Cuando a fray Servando Teresa de Mier como a Diego Durán se les formuló la primera pregunta lógica del caso:  ¿cómo fue posible el viaje de Santo Tomás desde las tierras del Mediterráneo a las costas mexicanas, en una época que no existía transportación marítima entre estos dos puntos geográficos tan distantes, ni existían barcos de rutas comerciales con semejante capacidad de navegación? Ambos beatos se remitieron a la idea de los santos “voladores”, ya existentes en la tradición milagrosa de la Iglesia. Por lo que aseguraron que Santo Tomás fue arrebatado por los aires desde Palestina y transportado por los ángeles al Nuevo Mundo.
Algo de esta herencia de loca alucinación nos viene ahora por la rama política acá en Venezuela. El chavismo responde punto a punto a la herencia del pensamiento milenarista, promesa futura de una edad de felicidad absoluta que nunca llega. Donde unos iluminados con las mismas visiones alucinatorias de Durán y Servando de Mier, llevan 16 años prolongando el establecimiento de un período gubernamental que de la suma de felicidad esperada a los venezolanos.

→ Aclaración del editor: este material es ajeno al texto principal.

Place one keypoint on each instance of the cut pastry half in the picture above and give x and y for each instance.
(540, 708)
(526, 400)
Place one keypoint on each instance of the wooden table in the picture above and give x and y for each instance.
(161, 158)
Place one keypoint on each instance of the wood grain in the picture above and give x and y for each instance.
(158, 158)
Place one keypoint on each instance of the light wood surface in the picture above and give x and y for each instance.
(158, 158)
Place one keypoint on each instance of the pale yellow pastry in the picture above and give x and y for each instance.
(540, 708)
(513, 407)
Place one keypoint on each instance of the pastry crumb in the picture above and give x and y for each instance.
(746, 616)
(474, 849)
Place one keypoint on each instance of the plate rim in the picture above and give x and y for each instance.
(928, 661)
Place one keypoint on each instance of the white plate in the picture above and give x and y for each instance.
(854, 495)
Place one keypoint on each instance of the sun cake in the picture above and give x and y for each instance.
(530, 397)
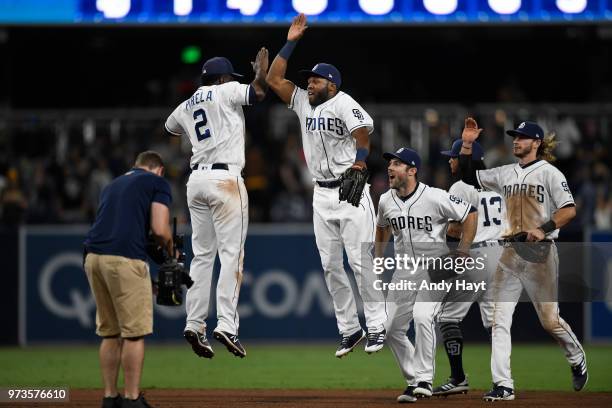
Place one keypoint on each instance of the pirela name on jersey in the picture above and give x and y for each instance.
(525, 190)
(408, 221)
(197, 98)
(325, 124)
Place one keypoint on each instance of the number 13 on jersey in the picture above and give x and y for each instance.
(200, 122)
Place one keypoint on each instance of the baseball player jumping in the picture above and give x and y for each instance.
(492, 225)
(417, 215)
(335, 136)
(218, 204)
(539, 202)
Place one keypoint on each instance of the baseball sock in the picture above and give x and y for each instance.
(453, 345)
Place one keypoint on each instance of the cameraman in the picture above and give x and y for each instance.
(118, 273)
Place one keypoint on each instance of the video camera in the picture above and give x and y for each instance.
(172, 274)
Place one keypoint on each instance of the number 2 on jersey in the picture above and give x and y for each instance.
(492, 201)
(201, 123)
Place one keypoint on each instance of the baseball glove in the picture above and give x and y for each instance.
(443, 267)
(352, 183)
(536, 252)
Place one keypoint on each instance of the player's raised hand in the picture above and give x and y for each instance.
(262, 61)
(470, 130)
(298, 26)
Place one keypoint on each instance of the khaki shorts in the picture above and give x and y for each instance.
(122, 290)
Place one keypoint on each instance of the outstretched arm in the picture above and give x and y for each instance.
(382, 238)
(260, 67)
(469, 135)
(362, 137)
(276, 75)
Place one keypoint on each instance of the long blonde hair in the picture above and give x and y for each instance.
(545, 150)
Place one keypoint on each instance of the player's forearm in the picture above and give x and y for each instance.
(362, 138)
(564, 216)
(260, 85)
(467, 171)
(469, 232)
(381, 240)
(276, 73)
(454, 230)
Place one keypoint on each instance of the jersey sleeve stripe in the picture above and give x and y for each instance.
(171, 131)
(478, 180)
(467, 211)
(293, 98)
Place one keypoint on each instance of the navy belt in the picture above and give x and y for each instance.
(482, 244)
(215, 166)
(329, 184)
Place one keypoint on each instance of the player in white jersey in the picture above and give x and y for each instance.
(218, 204)
(417, 215)
(492, 225)
(335, 137)
(539, 202)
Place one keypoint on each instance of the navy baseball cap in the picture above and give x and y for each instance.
(405, 155)
(527, 129)
(219, 66)
(323, 70)
(477, 150)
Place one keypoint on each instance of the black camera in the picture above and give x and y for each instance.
(172, 275)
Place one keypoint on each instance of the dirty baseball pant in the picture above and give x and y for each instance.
(540, 283)
(339, 225)
(400, 305)
(457, 308)
(218, 205)
(441, 306)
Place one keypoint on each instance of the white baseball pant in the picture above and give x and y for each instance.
(219, 209)
(339, 225)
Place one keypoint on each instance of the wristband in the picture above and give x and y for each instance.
(548, 226)
(362, 154)
(287, 49)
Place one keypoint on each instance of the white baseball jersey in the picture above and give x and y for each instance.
(492, 223)
(214, 121)
(421, 218)
(326, 132)
(532, 193)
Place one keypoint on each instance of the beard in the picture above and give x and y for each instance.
(523, 152)
(319, 97)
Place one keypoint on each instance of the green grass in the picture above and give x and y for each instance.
(291, 366)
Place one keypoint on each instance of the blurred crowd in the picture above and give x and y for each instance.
(51, 176)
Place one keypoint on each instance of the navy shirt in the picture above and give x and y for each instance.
(123, 219)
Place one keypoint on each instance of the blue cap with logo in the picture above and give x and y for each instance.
(219, 66)
(477, 150)
(527, 129)
(405, 155)
(323, 70)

Un gobierno cuyo único oficio ha sido edificar esperanzas en algunos crédulos, que al igual que los que esperaban el milenio de oro y felicidad para liberarse de los yugos de la tierra en los años 1500, hoy esperan que la revolución les depare su milagro personal.

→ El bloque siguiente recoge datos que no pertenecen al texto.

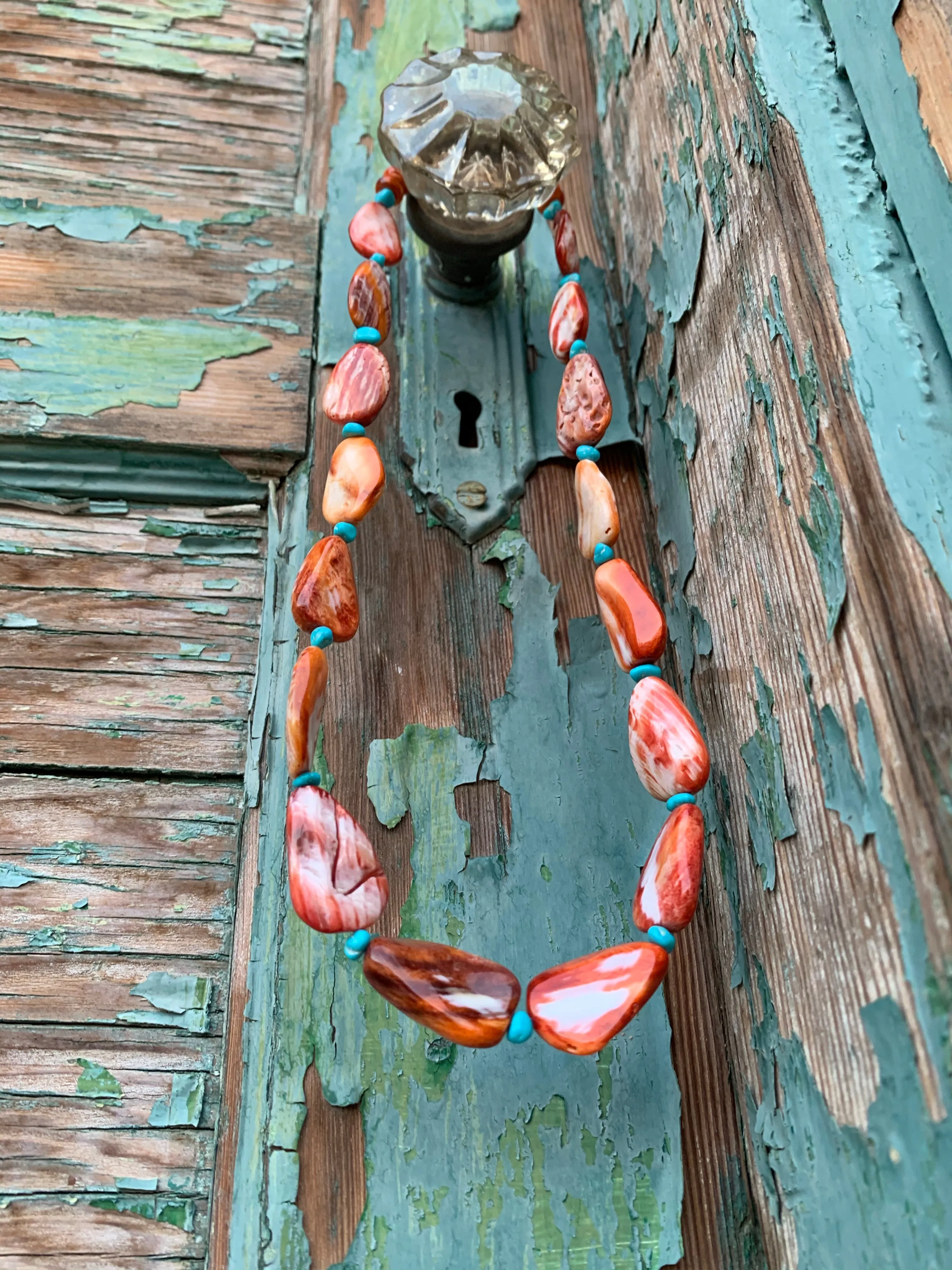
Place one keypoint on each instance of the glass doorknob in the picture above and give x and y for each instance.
(482, 141)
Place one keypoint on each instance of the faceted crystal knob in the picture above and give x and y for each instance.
(482, 140)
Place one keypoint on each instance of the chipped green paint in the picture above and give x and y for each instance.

Pero como Santo Tomás jamás fue transportado por los ángeles al Nuevo Mundo, la revolución jamás llegó a Venezuela. Lo que hemos tenido en estos 16 años ha sido mucha alucinación, mucha locura compartida y hoy ante nosotros se nos presenta un país sumido en la miseria del fracaso, guiado por ignaros en la más elemental materia de gobernabilidad. Un conglomerado de políticos fanáticos, mitómanos y decadentes que cada día tratan de prolongar el capítulo inconmensurable de sus propias alucinaciones en la realidad del país, algo que nunca encaja y nos hunde cada vez más en la suma de sus fracasos. Nada nuevo bajo el Sol, tal como reza el refrán, aunque a veces intenten taparlo con el dedo de la censura o con la fantasía, según el caso.